Frittelle di mele, uva secca e pinoli
Ingredienti: un kg di mele, 250 g di farina, 90 g zucchero, 60 g di uva passa, 60 g di cedro candito, 60 g pinoli, 1/2 bicchiere di vino bianco, due cucchiai di olio extra vergine di oliva più quello che occorre per friggere e un pizzico di zafferano in stimmi.
Preparazione: Sbucciare le mele, privarle del torsolo ed affettarle a dadini mantenendo uno spessore inferiore al mezzo centimetro. Preparare la pastella con farina, zucchero, vino, uva passa, zafferano, pinoli e tre cucchiai di olio. Amalgamare ed aggiungere i dadini di mela e il cedro candito a pezzetti. Con un cucchiaio prelevare il composto e gettarlo nell’olio bollente e friggere. Ben dorate cospargere di zucchero e servire.
- *Articolo : A Tavola con Lucrezia Borgia ( vedere: https://epulaenews.it/una-proposta-multisensoriale-per-rivivere-la-storia-di-una-delle-figure-piu-emblematiche-ed-affascinanti-del-rinascimento/ )
[1] Cristoforo Messi detto sbugo (fine XV secolo – 1548), più conosciuto come Messisbugo, autore dell’opera Banchetti composizione di vivande e apparecchio generale (pubblicato postumo nel 1549), un vero e proprio trattato di costume ed una miniera di notizie sul cibo, con oltre trecento ricette, pensate specificamente per i banchetti della corte estense presso la quale lavorò per oltre trent’anni. Oggi è indicato come il fondatore della tradizione gastronomica italiana del Cinquecento e della stessa cucina moderna europea.
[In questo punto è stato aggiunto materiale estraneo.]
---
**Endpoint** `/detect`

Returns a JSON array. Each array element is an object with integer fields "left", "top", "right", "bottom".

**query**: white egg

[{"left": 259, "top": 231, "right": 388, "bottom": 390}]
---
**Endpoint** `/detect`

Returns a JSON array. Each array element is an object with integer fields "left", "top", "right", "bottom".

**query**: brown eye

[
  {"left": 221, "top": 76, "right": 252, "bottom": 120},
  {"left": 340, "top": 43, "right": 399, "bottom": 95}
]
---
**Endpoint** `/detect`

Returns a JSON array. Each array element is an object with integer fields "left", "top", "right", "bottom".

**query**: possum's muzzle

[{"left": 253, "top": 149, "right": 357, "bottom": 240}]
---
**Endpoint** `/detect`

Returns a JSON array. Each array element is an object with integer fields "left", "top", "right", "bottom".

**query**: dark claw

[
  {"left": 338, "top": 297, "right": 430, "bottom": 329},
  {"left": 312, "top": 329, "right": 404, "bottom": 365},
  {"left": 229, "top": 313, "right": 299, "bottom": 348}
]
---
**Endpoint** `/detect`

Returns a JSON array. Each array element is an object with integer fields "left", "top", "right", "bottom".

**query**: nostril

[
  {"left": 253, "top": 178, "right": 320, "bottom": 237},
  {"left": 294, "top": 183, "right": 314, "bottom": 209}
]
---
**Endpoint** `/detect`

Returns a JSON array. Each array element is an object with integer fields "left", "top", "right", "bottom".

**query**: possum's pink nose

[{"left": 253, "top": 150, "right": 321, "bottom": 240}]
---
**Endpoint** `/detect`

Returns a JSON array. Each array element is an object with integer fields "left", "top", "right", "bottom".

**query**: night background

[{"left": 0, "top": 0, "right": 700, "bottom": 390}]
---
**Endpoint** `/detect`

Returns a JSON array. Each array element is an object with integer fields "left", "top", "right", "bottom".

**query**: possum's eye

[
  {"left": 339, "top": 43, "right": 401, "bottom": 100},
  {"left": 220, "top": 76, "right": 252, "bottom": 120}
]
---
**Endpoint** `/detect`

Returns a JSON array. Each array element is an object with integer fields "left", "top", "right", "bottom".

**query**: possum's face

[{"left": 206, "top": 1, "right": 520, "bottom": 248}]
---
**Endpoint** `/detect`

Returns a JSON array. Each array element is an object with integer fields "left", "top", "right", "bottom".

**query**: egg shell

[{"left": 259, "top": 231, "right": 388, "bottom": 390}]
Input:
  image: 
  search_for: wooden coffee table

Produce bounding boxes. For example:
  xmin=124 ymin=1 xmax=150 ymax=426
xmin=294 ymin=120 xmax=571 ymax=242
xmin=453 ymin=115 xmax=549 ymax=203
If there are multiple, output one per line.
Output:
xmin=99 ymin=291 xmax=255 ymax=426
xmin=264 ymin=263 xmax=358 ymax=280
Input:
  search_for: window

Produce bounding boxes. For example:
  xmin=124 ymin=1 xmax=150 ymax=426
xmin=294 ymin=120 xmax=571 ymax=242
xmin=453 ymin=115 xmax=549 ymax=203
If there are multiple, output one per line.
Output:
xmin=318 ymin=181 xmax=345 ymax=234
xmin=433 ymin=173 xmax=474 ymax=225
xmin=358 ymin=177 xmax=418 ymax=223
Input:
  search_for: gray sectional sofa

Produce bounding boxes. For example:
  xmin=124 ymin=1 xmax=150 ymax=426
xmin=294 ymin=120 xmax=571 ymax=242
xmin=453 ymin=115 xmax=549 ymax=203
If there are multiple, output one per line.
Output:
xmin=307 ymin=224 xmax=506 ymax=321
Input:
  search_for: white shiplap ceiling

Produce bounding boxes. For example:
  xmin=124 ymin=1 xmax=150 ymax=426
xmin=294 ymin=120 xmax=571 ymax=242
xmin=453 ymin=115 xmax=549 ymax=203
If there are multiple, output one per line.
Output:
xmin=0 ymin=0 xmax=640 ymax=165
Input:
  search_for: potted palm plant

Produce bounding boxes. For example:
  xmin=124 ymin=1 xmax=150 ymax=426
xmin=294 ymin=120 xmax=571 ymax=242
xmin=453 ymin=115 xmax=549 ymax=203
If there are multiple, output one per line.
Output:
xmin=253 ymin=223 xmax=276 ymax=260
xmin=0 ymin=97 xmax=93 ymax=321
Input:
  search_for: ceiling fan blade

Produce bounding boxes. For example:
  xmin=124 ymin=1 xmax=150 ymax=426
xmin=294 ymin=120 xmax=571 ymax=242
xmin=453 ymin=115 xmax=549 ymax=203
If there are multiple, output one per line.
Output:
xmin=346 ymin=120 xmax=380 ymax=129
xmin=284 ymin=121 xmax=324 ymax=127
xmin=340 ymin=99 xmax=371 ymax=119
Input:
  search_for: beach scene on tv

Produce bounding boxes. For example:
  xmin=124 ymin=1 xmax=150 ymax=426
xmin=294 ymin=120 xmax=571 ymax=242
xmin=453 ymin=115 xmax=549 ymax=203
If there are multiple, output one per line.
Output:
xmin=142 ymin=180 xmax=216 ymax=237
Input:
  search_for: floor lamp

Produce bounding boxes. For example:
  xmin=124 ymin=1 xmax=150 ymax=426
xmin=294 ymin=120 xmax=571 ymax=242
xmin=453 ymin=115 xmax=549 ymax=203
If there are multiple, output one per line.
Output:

[2] Allo scalco spettava il compito di supervisionare la preparazione, la cottura e la distribuzione dei cibi; gli acquisti dello spenditore; la conservazione di derrate alimentari del dispensiere; sorvegliare il canovaro, addetto alle cantine, e il bottigliere, responsabile alla scelta dei vini più adatti alle diverse pietanze. Lo scalco sovraintendeva, inoltre, al credenziere, che aveva il compito di preparare tutti i servizi iniziali e finali del banchetto e l’ornamento delle tavole; nonché al cuoco, al quale era demandata la preparazione di tutti i piatti caldi. Allo scalco era, inoltre, affidato il compito di fissare il ritmo delle portate, stabilire le precedenze nel servizio in base alla nobiltà ed al rango dei convitati.
[3] Servizio di credenza: servizio di vivande fredde servito all’inizio e alla fine di ogni pasto, nel primo caso prevalevano dolcetti, insalate, torte e frutta; nel dopo pasto prevalevano formaggi, verdure, confetti e frutta candita.
[4] Servizio di cucina: servizio di pietanze calde che arrivavano dalla cucina come i grandi arrosti, i piatti di pesce e di carne, pasticci, potaggi, ecc. ecc.
[5] Vedere: Massimo Montanari, Il sugo della storia, Editori Laterza, Bari-Roma, 2016
[6] Acqua di rose: acqua aromatica, sottoprodotto della distillazione dei petali di rosa, preparazione alimentare venduta nei negozi di gastronomia orientale.